NEW DELHI (Reuters) - "Alarmed by reports of a rapid fall in tiger numbers, Indian Prime Minister Manmohan Singh has ordered a police investigation and created a new taskforce to save the endangered species.
Environment and Forests Department spokesman Amit Singhal said a clearer picture of the decline in the tiger population across India would come in April when an expert panel finishes its own investigation. "Only then can we say conclusively whether the number of tigers has gone up or down," he said on Friday. "The problem is there in some reserves, but in certain reserves sightings have really gone up."
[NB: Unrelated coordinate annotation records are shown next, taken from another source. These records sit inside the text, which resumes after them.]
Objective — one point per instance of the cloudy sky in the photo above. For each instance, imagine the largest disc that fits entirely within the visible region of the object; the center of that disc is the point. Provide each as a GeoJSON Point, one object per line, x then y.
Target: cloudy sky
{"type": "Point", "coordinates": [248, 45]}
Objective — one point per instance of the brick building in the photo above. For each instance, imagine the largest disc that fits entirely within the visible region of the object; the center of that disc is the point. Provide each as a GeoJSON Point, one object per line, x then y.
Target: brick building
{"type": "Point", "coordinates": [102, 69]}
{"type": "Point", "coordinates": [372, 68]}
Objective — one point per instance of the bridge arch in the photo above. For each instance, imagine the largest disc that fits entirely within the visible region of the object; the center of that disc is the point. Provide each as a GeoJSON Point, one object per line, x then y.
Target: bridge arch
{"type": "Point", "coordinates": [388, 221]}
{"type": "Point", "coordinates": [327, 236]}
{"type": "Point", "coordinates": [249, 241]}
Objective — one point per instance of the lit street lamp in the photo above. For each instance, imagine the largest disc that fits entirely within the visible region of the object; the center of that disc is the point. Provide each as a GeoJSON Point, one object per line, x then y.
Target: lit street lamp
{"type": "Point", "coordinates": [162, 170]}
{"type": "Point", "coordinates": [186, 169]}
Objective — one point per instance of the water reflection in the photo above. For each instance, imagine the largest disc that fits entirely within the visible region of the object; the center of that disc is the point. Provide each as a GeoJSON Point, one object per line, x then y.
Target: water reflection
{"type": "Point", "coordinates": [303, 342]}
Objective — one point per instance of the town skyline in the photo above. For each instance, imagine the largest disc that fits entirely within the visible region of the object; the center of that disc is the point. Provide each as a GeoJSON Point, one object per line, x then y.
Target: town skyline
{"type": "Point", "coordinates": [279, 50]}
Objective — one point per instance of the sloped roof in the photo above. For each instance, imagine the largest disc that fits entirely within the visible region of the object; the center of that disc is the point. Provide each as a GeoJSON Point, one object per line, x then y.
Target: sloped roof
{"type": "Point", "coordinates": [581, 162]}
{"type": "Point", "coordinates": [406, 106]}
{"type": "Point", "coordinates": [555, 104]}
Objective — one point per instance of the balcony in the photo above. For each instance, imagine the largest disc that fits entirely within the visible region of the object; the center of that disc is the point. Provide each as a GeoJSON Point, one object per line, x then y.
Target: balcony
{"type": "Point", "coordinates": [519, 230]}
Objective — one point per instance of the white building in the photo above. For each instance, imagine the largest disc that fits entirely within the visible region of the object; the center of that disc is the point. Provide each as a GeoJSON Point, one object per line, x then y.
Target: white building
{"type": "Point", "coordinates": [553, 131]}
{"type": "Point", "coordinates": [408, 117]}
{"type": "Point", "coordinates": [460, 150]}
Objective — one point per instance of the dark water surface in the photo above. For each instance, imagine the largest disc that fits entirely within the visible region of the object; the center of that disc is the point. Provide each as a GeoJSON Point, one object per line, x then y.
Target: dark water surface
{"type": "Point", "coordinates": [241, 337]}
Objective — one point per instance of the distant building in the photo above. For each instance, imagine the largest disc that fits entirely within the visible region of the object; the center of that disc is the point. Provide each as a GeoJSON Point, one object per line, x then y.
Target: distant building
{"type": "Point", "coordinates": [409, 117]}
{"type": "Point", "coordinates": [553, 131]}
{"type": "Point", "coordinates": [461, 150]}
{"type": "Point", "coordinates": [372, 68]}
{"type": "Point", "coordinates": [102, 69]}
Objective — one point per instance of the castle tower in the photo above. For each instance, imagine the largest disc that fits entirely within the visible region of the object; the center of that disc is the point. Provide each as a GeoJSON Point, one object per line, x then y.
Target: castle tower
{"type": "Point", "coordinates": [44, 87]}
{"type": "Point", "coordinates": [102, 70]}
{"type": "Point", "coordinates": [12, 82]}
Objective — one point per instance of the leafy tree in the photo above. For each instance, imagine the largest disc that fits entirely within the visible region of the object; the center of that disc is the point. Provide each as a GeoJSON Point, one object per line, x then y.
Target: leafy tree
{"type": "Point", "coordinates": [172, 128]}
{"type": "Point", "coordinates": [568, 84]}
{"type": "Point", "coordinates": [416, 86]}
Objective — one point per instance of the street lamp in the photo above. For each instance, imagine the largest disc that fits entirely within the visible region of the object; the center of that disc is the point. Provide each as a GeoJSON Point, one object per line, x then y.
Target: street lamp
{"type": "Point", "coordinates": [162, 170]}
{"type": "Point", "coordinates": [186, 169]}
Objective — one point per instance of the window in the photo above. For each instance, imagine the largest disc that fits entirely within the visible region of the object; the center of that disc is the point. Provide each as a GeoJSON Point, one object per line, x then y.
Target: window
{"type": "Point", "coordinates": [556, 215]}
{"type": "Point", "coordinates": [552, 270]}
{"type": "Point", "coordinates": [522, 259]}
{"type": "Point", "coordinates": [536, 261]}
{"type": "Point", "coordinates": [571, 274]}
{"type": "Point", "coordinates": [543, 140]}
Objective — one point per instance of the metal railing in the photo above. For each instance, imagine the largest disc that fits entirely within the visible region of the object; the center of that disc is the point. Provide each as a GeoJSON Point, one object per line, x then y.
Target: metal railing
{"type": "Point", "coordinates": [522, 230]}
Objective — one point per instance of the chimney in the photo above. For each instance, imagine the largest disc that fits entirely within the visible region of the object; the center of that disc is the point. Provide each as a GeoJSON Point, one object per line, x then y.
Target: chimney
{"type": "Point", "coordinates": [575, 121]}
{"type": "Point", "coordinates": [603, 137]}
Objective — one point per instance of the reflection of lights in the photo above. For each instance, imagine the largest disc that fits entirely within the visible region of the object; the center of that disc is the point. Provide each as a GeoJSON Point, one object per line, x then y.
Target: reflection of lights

Indian media and wildlife activists have reported a dramatic drop in the number of tigers and an increase in poaching. On Thursday, Singh chaired a meeting of the national wildlife board -- it's first in 17 months -- and ordered a new taskforce of forest officials, wildlife experts and community leaders to report on the status of Project Tiger and the tiger population. He also banned giving tigers to foreign dignitaries and established a powerful wildlife crime prevention bureau. Officials say tigers may have been wiped out entirely in the Sariska sanctuary in the desert state of Rajasthan -- where the Project Tiger conservation program began in 1973 and where there were as many as 16-18 big cats a year ago.
Activists fear the story may be the same in sanctuaries across India, which has almost half the world's surviving tigers. "It's probably the biggest conservation scandal in modern times," Belinda Wright, executive director of the Wildlife Protection Society of India, said. "There are some parks with none or so few tigers it's not a viable population. Sariska has been an incredible wakeup call."